Nach den jüngsten Ereignissen war ich so betäubt, dass ich gar nicht fragte, wohin wir unterwegs waren. Ich saß hinter ihm und begnügte mich damit, mein Gesicht an seinen breiten Rücken zu legen und mich von den Bewegungen des Pferdes in einen Zustand seliger Trance wiegen zu lassen.
In der Nähe von Loch Madoch kamen wir wieder ins Tal und schoben uns durch den kühlen Morgennebel zum Ufer einer reglosen grauen Fläche. Aus dem Schilf stiegen Wildenten auf, um in ungeordneten Schwärmen über dem Marschland zu kreisen und quakend die letzten Schläfer am Boden zu wecken. Wie als Kontrast zog ein Keil von Gänsen diszipliniert über uns hinweg, und ihre Rufe klangen nach Schmerz und Herzeleid.
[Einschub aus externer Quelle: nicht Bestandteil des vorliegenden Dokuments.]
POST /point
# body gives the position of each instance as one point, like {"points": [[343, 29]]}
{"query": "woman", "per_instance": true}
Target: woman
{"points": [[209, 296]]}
Am Mittag des zweiten Tages hob sich der graue Nebel, und eine wässrige Sonne fiel auf Wiesen voller dunkler Ginsterbüsche. Schließlich erreichten wir eine schmale Straße und wandten uns nach Nordwesten. Wieder führte uns der Weg bergauf, erst durch sanfte Hügel, die nach und nach Türmen aus Granit wichen. Unterwegs begegneten wir nur wenigen Reisenden und versteckten uns in weiser Voraussicht im Unterholz, wenn wir Hufschläge hörten.